His team found a similar result in a poll taken before the two main parties chose candidates, he said.

"I've been in Liberal poll areas; I can't find the Liberal support," he said. "We know we're drawing from both the traditional parties' camps as well, but we're not taking anything for granted. We're running a very, very strong campaign."

Simpson mentioned the Green Party usually gets between three and six per cent of votes in the riding, but people are aware this time the Greens chose not to run anyone against him, and leader Jane Sterk and federal MP Elizabeth May have both endorsed him. "That little bit of a margin is available too."

When asked about the 50 per cent for Simpson figure, Oakes said, "We've certainly looked at the polls, we're on the phones every day and we're door knocking, and I've read what your publication's saying. I really do believe it is too close to call."

The Tyee has listed the race as likely to be close.

Government by the people

"It is such an interesting riding right now because of not knowing where that split is going to fall," said Oakes. "That just motivates (us) every single day to make sure we get out there, work harder, talk to more people and do as much as we possibly can to talk about what I'm passionate about."

Growing up in the area, serving on Quesnel city council and being the executive director of the Quesnel and District Chamber of Commerce all help, said Oakes. "On the voter ID, I think maybe we have a little bit of an advantage," she said. "Having been around so many years, you have a lot of contacts and a large network. For us we feel really positive."

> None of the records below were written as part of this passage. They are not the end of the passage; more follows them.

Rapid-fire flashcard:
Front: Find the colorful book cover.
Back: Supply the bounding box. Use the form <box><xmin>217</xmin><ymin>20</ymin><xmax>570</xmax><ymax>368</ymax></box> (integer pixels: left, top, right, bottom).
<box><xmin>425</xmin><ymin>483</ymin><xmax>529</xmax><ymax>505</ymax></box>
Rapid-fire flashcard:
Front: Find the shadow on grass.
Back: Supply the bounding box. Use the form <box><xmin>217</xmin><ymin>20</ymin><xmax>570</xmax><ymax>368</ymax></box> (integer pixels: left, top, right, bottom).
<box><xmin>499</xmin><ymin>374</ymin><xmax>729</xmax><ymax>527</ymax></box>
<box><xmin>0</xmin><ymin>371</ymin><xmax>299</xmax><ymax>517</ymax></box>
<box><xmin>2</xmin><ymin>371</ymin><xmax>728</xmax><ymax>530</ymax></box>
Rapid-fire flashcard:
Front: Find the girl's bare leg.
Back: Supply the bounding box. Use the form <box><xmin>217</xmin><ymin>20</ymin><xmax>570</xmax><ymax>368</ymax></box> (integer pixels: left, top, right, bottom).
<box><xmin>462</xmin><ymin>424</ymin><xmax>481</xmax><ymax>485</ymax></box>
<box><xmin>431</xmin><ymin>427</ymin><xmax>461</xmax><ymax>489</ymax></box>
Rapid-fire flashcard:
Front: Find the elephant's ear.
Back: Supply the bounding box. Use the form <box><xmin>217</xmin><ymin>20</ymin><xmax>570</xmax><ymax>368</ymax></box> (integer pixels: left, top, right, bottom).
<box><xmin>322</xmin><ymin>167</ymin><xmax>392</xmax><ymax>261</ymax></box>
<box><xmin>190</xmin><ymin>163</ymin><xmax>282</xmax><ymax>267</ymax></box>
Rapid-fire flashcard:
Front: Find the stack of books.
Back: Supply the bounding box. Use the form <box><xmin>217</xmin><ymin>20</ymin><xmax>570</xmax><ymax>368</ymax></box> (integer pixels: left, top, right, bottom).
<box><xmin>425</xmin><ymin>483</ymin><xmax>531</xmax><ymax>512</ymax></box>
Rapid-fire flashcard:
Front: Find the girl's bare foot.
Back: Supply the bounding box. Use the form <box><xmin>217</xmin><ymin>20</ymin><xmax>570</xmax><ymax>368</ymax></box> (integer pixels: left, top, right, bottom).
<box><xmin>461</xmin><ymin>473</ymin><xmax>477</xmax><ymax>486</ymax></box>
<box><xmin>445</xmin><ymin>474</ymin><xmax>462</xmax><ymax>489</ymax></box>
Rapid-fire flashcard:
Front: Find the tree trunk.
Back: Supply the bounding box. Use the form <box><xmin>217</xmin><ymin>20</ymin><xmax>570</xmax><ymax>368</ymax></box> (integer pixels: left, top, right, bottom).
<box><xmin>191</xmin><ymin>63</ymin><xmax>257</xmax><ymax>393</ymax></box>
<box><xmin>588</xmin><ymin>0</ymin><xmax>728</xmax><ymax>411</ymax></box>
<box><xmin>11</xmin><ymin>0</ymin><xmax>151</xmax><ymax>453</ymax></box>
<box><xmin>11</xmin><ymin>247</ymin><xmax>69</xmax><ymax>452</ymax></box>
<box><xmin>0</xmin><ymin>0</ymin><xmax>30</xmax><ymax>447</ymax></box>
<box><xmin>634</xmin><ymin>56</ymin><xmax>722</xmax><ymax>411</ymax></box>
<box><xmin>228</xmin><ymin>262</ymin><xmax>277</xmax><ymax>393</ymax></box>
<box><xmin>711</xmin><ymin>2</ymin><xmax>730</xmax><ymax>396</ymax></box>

"I think it's going to be a tough three way race and I'm very comfortable with the support I'm getting on the doorstep talking to people," said the NDP's Barnett, a past Cariboo Regional District director and president of the Cariboo Cattleman's Association. "People are saying they're ready for a change in government, no doubt about it."

His party's been polling, but compared to talking with people his team doesn't put much stock in the results, he said.

"I think voters in Cariboo North are really fortunate in that we're seeing democracy in action," he said. "They've got three good candidates, so that hopefully will cause people to engage and to look at what the candidates are saying and look at the party platforms and make an informed decision. But they've got a choice, and that's what democracy's all about."

As for the Quesnel coffee and cigarettes focus group, they included three likely votes for Simpson, two for Barnett and one for Oakes.

"Bob Simpson's going to get in," predicted Malone, saying the vote split will work in Simpson's favour.

But the consensus seemed to be they would rather see a different system altogether. Len Nordin joked the province might do better using a fortune telling Magic Eight Ball to make decisions. "I'm going to vote for the eight-ball party," he said.

And Al Archer suggested choosing citizens randomly through a lottery system to serve as MLAs.